The coach, Carolyn K. Hare, a former special-education teacher for
autistic students, went on to create Aheadd (Achieving in Higher
Education With Autism/ Developmental Disabilities), which provides
services at the University of Pittsburgh and, beginning in the spring,
at George Mason in Arlington, Va. This fall at Carnegie Mellon, Ms. Hare
is working with seven students. Aheadd charges $7,000 a year, with some
need-based scholarships available through Carnegie Mellon.
“The Asperger’s population is much bigger than we think it is,”
according to Larry Powell, manager of disability services at Carnegie
Mellon. “But students aren’t disclosing that. It’s kind of like, if you
build it they will come. If we could put together systems that would
adequately support these students, word would get around and more
students would disclose it and would come. One of my issues is that I am
an office of one with 264 students.”
Miss Kaplan graduated from Carnegie Mellon in 2005. Her experience with
“Building Virtual Worlds” led her to a new strategy for social
interactions. Randy Pausch, the course’s teacher, noticed what Miss
Kaplan did not: that her classmates were working around her instead of
with her on group assignments. When he found out why, he encouraged her
to explain her cognitive difficulties to her teammates and ask them to
be direct about what they wanted her to do. Dr. Pausch says the results
were beneficial not just to Miss Kaplan but to the others. “They found a
way to work with someone who opened up to them about something that was
very embarrassing,” he says. “Once she puts that on the table, what else
can anyone feel embarrassed about having to divulge?”
Now managing a Games Unlimited store in Pittsburgh, Miss Kaplan still
uses his method. “Tell me flat out if I need to do something different,”
she says to her supervisor. Her career goal is to make video games or
work for DreamWorks (but only after “Shrek 3” is released — she wants to
be surprised).
Though no longer a student, Miss Kaplan belongs to a student
organization called the K.G.B., a swipe at the Cold War secret police.
The acronym does not, she says, stand for “Keep Geeks Busy.” An
on-campus variation of capture the flag is one of its signature
activities.
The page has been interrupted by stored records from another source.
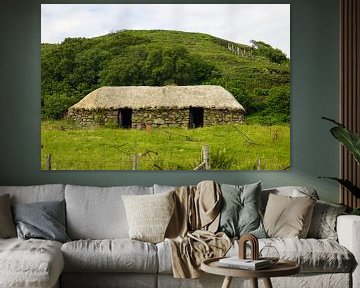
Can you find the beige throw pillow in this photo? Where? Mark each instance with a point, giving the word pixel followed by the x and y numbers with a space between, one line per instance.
pixel 288 217
pixel 149 215
pixel 7 226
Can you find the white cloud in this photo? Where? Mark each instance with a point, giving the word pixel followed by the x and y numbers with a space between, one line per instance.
pixel 236 22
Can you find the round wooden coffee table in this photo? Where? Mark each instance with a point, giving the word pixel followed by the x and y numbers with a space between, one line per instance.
pixel 281 268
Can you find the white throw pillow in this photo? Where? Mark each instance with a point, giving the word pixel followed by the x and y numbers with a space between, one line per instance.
pixel 149 215
pixel 288 217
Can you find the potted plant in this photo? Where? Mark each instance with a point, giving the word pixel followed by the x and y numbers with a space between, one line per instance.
pixel 351 141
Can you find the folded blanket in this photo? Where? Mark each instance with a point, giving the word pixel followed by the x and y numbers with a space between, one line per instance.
pixel 191 231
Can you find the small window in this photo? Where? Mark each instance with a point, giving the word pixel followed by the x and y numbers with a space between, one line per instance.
pixel 196 118
pixel 125 118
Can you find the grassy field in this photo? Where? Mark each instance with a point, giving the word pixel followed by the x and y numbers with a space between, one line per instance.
pixel 232 147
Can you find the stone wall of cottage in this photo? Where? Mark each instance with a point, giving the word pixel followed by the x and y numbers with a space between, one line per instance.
pixel 93 117
pixel 222 116
pixel 142 118
pixel 160 118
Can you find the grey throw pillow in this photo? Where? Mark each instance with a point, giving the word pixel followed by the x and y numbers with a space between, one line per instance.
pixel 323 223
pixel 7 226
pixel 43 220
pixel 240 213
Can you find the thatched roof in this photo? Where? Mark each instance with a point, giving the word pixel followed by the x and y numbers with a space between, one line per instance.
pixel 136 97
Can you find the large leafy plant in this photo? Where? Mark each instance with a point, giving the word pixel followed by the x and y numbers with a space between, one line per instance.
pixel 351 141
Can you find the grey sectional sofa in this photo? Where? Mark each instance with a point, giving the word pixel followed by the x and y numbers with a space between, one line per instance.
pixel 101 254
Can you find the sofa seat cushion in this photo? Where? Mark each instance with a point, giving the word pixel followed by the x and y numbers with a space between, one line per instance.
pixel 30 263
pixel 313 255
pixel 110 255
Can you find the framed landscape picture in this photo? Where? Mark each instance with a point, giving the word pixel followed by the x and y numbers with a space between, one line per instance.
pixel 165 86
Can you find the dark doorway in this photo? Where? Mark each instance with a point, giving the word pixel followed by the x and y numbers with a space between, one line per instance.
pixel 196 118
pixel 125 118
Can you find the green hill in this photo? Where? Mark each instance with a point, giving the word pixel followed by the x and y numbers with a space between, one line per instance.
pixel 258 75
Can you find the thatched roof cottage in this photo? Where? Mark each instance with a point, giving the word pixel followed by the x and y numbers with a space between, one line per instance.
pixel 139 106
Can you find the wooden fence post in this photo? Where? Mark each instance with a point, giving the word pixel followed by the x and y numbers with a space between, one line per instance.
pixel 135 162
pixel 258 164
pixel 48 162
pixel 205 155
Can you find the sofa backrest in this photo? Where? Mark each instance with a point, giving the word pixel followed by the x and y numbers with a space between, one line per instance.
pixel 98 212
pixel 35 193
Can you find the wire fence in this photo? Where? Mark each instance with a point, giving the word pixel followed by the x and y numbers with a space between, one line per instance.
pixel 136 161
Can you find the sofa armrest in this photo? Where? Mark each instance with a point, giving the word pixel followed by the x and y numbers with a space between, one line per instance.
pixel 348 230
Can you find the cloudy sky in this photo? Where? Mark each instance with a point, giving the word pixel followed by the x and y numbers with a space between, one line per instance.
pixel 239 23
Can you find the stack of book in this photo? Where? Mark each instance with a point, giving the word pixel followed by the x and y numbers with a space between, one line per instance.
pixel 248 264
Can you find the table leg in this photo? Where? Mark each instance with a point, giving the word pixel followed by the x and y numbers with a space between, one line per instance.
pixel 267 282
pixel 254 282
pixel 227 282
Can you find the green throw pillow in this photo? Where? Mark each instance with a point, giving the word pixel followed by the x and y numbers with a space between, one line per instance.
pixel 240 213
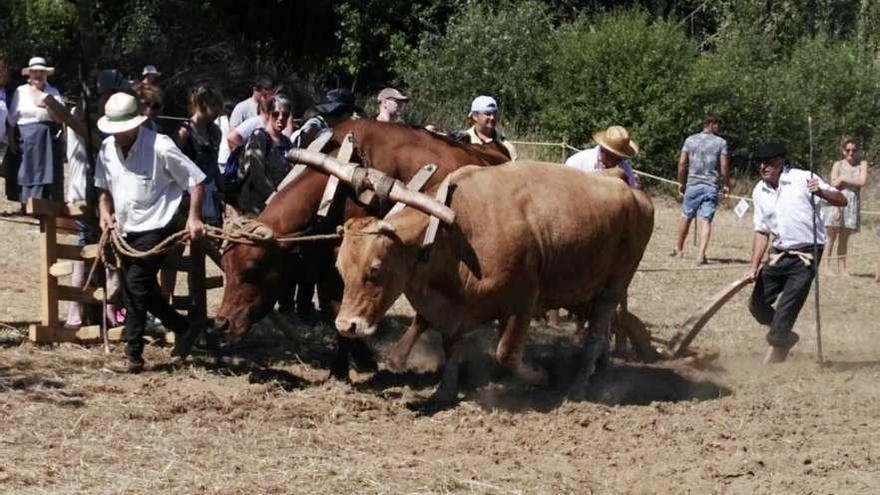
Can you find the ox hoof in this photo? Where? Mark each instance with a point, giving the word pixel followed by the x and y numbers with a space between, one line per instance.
pixel 396 365
pixel 535 377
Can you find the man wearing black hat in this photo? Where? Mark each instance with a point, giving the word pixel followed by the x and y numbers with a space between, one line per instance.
pixel 784 208
pixel 340 106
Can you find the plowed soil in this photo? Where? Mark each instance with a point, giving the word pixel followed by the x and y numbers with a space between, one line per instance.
pixel 264 419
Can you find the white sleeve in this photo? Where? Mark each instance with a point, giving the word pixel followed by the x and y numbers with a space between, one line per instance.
pixel 3 113
pixel 759 217
pixel 185 173
pixel 246 129
pixel 824 185
pixel 12 116
pixel 101 180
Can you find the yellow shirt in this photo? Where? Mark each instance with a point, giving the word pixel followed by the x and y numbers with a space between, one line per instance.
pixel 475 139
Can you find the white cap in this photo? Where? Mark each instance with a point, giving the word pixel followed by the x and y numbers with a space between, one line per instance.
pixel 484 104
pixel 150 69
pixel 120 114
pixel 37 63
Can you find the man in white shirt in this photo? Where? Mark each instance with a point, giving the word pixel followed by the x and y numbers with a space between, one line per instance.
pixel 484 117
pixel 4 111
pixel 391 103
pixel 784 208
pixel 613 148
pixel 250 107
pixel 142 177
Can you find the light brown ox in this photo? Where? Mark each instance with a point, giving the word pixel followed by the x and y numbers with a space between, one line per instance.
pixel 527 235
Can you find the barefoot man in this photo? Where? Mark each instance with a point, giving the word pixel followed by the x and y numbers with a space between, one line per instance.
pixel 783 208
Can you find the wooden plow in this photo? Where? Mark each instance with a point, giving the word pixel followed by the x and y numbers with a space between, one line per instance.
pixel 55 264
pixel 650 349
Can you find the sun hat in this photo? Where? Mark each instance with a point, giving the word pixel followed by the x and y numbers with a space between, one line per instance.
pixel 616 140
pixel 484 104
pixel 338 100
pixel 150 70
pixel 37 63
pixel 768 151
pixel 390 93
pixel 120 114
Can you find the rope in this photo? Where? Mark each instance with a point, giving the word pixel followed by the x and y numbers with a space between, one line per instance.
pixel 651 176
pixel 240 230
pixel 739 265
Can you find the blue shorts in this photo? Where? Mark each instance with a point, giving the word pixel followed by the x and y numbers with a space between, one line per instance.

Surrounded by a self-described “eccentric bunch of nerds,
geeks, freaks, visionaries, outcasts,” Miss Kaplan says, she feels
perfectly comfortable.
ASPERGER’S FACT SHEET
Jane Thierfeld Brown , director of student services at the University of
Connecticut School of Law and mother of an autistic child, helps
colleges set up programs for students with autism spectrum disorders.
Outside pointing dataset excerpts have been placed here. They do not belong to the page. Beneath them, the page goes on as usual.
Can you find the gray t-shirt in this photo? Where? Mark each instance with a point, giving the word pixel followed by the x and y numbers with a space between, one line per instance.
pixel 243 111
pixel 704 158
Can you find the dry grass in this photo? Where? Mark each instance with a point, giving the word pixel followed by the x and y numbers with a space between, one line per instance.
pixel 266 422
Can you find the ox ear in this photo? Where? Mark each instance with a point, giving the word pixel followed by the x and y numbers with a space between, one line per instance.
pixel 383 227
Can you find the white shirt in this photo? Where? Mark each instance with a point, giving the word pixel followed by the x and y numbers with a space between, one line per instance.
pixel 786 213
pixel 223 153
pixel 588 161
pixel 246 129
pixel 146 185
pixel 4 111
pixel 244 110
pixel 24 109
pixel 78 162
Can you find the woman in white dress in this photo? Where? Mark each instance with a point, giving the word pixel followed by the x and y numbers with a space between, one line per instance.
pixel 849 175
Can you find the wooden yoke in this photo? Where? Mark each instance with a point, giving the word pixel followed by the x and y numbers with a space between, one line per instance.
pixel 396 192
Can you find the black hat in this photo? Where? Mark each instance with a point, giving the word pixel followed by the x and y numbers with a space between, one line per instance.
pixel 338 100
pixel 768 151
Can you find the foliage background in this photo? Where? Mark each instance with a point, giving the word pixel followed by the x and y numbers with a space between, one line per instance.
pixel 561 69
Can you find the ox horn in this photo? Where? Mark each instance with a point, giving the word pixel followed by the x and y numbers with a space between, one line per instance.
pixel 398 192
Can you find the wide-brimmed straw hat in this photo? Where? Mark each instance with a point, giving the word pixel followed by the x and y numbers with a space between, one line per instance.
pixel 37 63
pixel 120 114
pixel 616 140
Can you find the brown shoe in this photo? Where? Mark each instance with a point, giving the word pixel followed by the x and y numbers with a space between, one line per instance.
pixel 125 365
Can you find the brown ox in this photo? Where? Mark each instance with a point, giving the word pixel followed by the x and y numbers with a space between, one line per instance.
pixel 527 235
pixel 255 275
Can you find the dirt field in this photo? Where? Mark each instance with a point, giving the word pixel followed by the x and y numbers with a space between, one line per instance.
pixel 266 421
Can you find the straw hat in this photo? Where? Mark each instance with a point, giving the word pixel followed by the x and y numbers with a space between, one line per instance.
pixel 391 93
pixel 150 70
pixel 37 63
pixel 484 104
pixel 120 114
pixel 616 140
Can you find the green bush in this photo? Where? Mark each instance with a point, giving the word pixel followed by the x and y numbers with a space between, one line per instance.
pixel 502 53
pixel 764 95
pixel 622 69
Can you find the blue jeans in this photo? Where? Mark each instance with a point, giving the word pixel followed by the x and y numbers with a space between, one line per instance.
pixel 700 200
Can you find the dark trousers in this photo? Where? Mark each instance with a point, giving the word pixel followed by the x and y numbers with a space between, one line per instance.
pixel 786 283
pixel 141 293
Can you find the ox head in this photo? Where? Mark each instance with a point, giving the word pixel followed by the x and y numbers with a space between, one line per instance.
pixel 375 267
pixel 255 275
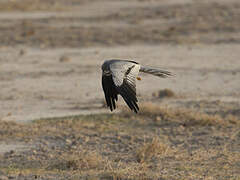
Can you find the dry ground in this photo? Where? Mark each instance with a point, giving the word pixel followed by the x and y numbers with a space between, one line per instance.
pixel 159 143
pixel 50 57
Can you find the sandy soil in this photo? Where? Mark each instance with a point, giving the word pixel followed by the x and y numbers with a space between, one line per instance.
pixel 51 54
pixel 50 62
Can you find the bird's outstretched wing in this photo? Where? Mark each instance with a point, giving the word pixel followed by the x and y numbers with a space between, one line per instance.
pixel 109 91
pixel 124 75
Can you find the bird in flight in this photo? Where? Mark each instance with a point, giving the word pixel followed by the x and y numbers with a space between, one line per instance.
pixel 119 77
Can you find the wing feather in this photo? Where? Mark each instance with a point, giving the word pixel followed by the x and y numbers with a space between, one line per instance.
pixel 110 91
pixel 124 77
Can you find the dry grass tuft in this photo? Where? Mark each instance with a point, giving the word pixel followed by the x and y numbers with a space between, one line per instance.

The fact sheet she distributes to faculty members about Asperger’s
includes the following points.
TYPICAL SYMPTOMS
Poor eye contact
Inappropriate social interaction
Unusually strong, narrow interests
Above-average to superior intellect
Lack of voice intonation
Impulsiveness
Literal, concrete thinking patterns
CLASSROOM BEHAVIOR
Attempt to monopolize conversation
Go off on tangents when answering questions
Are distracted in long classes
Engage in self-stimulating behavior
(rocking, tapping, playing with “stress toys”)
Are argumentative
STRATEGIES
Break during class, particularly for movement
Redirect responses to bring student to the point

thank you so much for posting this article.
Christie
Colleges seem to be ahead of the game. I have looked into college programs for HFA and Asperger's. I found that the college where I graduated has a special program for HFA and Asperger's. They will help these students keep track of homework assignments and get assistance writing papers. I can see my son needing help with essay writing because language arts is a weakness for him. Entrance to the program requires a prior diagnosis of HFA or Asperger's. This is the one of the main reasons that I recently got an official diagnosis.
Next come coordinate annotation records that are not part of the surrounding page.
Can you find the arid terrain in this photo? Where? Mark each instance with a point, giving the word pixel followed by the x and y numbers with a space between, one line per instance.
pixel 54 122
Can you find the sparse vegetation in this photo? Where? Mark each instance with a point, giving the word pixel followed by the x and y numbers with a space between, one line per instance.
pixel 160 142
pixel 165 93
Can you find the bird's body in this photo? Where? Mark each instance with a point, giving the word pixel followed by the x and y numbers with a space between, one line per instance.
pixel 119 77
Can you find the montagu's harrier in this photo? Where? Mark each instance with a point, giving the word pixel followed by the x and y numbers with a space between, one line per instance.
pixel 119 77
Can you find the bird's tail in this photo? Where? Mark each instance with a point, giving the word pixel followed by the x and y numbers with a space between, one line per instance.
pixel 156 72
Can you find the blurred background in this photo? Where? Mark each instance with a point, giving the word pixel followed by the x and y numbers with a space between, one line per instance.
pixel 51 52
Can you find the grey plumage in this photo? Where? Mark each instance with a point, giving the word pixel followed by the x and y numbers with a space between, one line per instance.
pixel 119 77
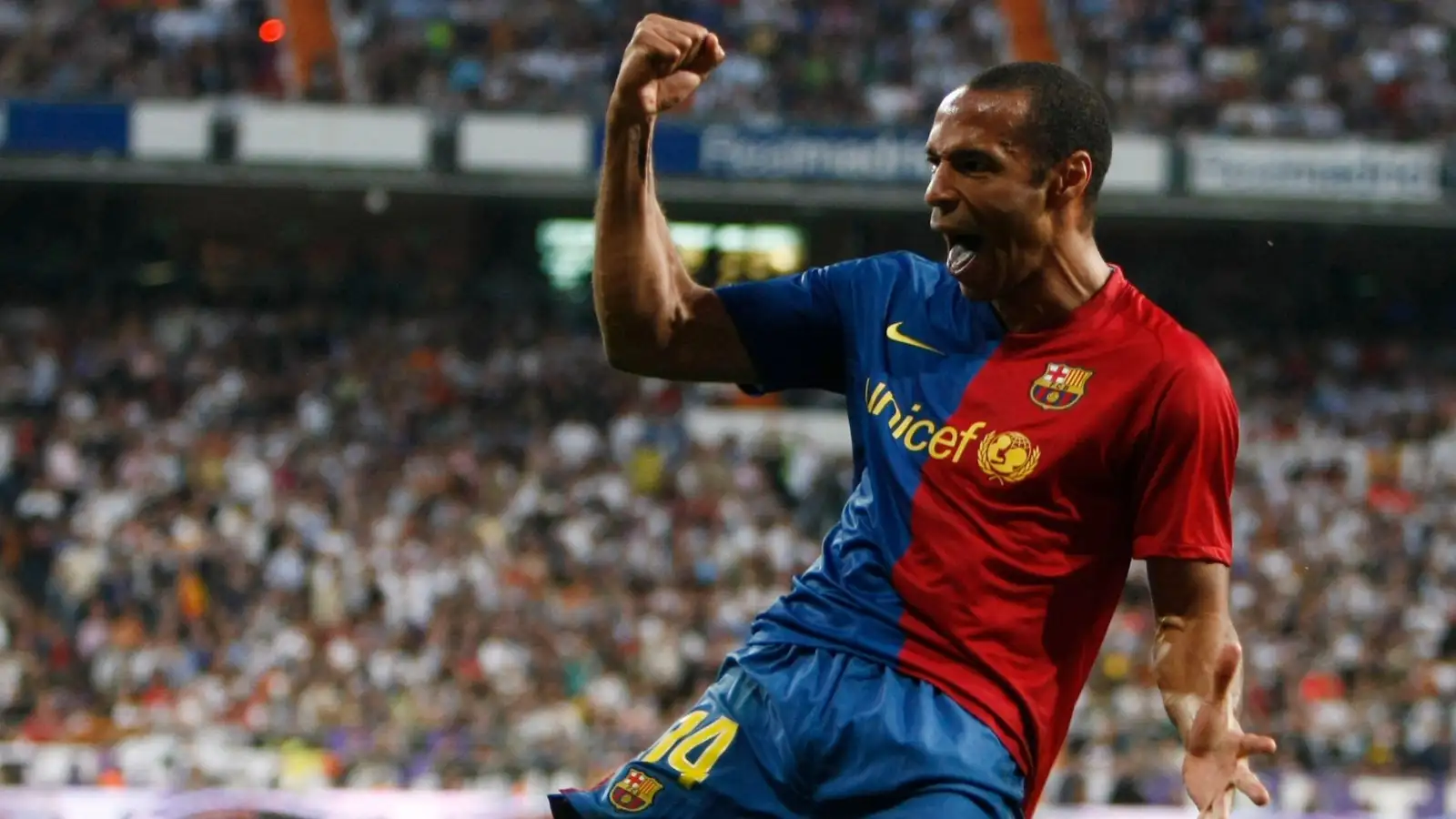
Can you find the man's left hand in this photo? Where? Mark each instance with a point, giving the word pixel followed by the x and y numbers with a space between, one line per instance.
pixel 1216 760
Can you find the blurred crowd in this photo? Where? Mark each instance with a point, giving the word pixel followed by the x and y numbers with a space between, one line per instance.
pixel 1267 67
pixel 322 547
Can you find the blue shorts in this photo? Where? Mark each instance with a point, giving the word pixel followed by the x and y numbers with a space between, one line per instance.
pixel 794 732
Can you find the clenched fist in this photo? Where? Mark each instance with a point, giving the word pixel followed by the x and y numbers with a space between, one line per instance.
pixel 664 63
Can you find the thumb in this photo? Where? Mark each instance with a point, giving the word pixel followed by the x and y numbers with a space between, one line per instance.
pixel 1225 669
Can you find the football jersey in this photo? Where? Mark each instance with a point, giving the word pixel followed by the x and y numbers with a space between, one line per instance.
pixel 1004 481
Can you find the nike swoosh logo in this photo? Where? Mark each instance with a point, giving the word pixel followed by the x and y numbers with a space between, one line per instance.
pixel 893 334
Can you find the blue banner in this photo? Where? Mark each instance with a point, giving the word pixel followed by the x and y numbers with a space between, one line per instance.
pixel 65 127
pixel 732 152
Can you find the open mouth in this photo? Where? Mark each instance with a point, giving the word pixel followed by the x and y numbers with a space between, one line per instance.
pixel 961 249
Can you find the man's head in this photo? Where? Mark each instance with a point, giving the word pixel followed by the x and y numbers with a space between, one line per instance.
pixel 1018 157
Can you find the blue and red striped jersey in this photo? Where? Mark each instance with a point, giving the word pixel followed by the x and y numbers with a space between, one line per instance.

The article left off aggression as a trait. This is the problem I'm having with my second grader and because of agression he is being pushed out of grade school. I still hold out hope for college.
You took words out of my mouth. Yes, aggression is a major problem for Asperger kids. Even though college is too far, time flies. Another major area to worry about. Thank you for the article.